Relative strength: strength = 100 / n^p. The p value is the entered rolloff power.
How to Use This Calculator
- Choose direct frequency when you already know the fundamental pitch.
- Choose a length method when the base frequency should come from wave speed and length.
- Enter wave speed in meters per second.
- Enter the number of partials you want to list.
- Select all, odd, or even harmonic patterns.
- Adjust A4 reference when comparing musical notes.
- Press the calculate button to show results above the form.
- Use CSV or PDF buttons to save the result table.
Understanding the Overtone Series
An overtone series shows how one base vibration creates higher partials.
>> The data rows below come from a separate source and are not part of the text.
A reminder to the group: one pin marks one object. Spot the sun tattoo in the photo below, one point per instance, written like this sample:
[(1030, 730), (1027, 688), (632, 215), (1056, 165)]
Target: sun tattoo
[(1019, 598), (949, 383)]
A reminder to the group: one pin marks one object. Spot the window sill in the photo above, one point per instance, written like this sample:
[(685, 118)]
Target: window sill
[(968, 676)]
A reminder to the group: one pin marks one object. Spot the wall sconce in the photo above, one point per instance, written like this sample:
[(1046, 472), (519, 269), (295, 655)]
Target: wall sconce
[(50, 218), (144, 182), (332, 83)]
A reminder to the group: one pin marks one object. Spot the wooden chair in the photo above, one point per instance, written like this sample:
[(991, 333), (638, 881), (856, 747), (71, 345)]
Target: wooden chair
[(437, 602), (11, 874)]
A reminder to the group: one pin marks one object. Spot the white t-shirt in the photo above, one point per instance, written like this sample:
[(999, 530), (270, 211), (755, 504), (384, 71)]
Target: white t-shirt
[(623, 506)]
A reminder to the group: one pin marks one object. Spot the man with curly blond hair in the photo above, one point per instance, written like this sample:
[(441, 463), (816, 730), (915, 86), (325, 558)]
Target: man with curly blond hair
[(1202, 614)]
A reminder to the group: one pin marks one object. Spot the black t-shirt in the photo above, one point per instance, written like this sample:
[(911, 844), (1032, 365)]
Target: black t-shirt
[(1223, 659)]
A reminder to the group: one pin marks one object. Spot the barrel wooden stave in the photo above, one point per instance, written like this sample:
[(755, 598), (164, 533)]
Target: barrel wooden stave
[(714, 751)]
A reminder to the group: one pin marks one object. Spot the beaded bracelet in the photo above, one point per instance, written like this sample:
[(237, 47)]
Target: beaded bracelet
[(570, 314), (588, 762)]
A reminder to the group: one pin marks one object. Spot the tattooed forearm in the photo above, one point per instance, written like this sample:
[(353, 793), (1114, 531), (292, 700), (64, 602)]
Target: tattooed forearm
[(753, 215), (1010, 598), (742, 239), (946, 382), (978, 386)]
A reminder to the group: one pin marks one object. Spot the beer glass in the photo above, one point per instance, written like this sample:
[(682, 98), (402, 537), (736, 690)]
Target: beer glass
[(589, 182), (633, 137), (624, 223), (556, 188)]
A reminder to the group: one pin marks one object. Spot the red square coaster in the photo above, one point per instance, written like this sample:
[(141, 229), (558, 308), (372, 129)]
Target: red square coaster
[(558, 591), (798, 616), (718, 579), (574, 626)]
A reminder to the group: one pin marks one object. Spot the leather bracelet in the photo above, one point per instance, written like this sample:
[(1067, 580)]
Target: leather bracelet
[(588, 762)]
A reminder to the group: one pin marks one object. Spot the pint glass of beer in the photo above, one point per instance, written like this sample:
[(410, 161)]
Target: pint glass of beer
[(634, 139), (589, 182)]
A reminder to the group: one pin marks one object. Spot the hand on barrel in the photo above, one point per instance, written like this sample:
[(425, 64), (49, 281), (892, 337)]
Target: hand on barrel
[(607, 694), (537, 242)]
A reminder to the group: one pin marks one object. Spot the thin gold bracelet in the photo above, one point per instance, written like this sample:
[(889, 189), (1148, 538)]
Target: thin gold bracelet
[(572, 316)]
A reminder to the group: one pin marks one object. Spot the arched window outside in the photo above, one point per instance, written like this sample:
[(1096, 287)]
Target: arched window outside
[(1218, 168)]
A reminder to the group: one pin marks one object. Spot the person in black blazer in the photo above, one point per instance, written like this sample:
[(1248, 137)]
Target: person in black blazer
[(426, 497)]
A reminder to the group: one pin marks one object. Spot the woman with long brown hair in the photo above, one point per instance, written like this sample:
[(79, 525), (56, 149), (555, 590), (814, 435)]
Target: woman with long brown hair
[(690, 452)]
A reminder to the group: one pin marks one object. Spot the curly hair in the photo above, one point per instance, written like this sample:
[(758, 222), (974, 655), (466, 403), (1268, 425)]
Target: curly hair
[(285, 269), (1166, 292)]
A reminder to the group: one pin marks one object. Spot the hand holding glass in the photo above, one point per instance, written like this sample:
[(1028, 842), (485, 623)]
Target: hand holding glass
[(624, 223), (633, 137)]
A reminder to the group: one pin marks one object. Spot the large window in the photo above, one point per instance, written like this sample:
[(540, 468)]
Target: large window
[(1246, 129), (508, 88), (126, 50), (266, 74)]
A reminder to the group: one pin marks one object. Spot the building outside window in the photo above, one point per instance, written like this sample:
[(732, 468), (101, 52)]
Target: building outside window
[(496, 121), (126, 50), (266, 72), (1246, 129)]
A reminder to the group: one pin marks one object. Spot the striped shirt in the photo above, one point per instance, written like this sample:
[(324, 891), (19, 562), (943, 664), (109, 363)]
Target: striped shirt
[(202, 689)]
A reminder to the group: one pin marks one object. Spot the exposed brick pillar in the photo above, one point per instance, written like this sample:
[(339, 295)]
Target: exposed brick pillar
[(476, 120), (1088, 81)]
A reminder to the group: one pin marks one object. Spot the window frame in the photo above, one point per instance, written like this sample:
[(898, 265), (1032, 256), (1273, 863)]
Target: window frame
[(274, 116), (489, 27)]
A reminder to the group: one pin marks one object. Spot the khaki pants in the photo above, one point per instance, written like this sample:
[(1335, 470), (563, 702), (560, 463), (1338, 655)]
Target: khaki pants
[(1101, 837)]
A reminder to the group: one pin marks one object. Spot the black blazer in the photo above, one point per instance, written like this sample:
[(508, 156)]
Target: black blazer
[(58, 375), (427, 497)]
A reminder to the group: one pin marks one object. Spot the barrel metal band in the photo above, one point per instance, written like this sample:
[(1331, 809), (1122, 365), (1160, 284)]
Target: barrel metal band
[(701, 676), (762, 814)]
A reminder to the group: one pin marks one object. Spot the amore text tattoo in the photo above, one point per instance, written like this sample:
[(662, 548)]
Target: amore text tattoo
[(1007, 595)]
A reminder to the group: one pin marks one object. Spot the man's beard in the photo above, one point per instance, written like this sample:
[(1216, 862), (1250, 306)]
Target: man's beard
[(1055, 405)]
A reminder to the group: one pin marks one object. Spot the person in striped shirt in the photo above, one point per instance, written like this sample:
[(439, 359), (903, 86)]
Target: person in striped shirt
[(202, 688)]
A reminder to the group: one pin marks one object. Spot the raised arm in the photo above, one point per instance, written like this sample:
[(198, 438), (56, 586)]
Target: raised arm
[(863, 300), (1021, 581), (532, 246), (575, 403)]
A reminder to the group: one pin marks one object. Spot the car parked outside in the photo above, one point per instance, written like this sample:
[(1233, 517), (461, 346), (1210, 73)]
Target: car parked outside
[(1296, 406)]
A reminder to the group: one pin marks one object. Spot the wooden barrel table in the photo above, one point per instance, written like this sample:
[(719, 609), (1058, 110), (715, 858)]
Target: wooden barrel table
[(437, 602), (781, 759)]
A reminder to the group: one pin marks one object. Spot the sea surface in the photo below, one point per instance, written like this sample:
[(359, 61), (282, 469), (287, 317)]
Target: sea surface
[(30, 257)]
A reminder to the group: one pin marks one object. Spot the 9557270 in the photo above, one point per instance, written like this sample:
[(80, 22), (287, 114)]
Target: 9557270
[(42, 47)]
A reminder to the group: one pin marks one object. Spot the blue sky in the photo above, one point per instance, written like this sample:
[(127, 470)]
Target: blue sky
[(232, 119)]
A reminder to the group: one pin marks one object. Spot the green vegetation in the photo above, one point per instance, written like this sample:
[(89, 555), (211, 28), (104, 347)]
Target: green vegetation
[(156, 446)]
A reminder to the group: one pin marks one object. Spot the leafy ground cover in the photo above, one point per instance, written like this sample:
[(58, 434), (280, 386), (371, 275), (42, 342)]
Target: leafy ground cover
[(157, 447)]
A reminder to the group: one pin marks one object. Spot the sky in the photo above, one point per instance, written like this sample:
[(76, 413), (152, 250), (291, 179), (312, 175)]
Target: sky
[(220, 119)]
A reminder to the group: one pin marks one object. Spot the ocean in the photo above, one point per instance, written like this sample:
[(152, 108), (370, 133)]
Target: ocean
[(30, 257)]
The first harmonic is the fundamental. The first overtone is the second harmonic. Each higher harmonic is a whole number multiple of the base frequency. This simple rule links music, acoustics, and wave mathematics.
Why Harmonics Matter
Harmonics explain tone color. A flute, guitar, and bell can share one main pitch, yet each sounds different. Their partial strengths are not the same. The calculator focuses on positions, not loudness. It lists the frequency, wavelength, ratio, cents, and nearest equal tempered note for each selected partial.
Useful Inputs
Start with a measured or chosen fundamental frequency. Then choose the number of partials to display. Add wave speed when wavelength matters. Air normally uses about 343 meters per second near room temperature. A string or structural member may use another speed. The boundary mode controls which partials appear. Open pipes and strings use every harmonic. Closed pipes use odd harmonics only.
Mathematical Value
The series is useful because it is predictable. If the fundamental is 110 Hz, the second harmonic is 220 Hz. The third is 330 Hz. The fourth is 440 Hz. These values produce clear frequency ratios. They also show why octaves, fifths, and major thirds appear early in many musical systems.
Reading Results
Frequency tells the vibration rate. Wavelength tells the physical wave length for the chosen speed. Ratio shows the harmonic relation to the base pitch. Cents show distance from the fundamental in logarithmic musical units. The nearest note field helps compare pure harmonics with equal temperament.
Practical Uses
Musicians can study tuning and resonance. Teachers can prepare harmonic examples. Builders can compare resonant behavior in pipes, strings, and simple wave paths. Students can check physics assignments with transparent formulas. Use results as estimates. Real systems also depend on material, tension, stiffness, damping, temperature, and measurement limits.
Better Decisions
Change one input at a time. Compare tables after each change. Export results when documenting a lesson, design note, or lab record. The table and downloads make the calculation repeatable. That helps you explain assumptions, review patterns, and share clear numerical evidence. It supports cleaner comparison between theoretical and measured harmonic values during reviews.
FAQs
What is an overtone series?
It is a list of higher partials created above a fundamental vibration. The first overtone is the second harmonic, not the fundamental itself.
What is the difference between harmonic and overtone?
The first harmonic is the fundamental. The first overtone is the second harmonic. So overtone number is usually one less than harmonic number.
How is each frequency calculated?
The calculator multiplies the fundamental frequency by the harmonic number. For example, harmonic 5 of 100 Hz equals 500 Hz.
Why does wavelength need wave speed?
Wavelength depends on speed and frequency. The calculator divides wave speed by partial frequency to estimate each wavelength.
What does the cents value mean?
Cents measure pitch distance on a logarithmic scale. There are 1200 cents in one octave.
Why are closed pipes different?
A simple closed pipe emphasizes odd harmonics. That is why the odd harmonic pattern is useful for closed pipe comparisons.
What does relative strength show?
It is a simple estimated rolloff value. It does not replace measured amplitude, but it helps compare partial levels quickly.
Can I export the calculated table?
Yes. After calculation, use the CSV button for spreadsheet use or the PDF button for printable records.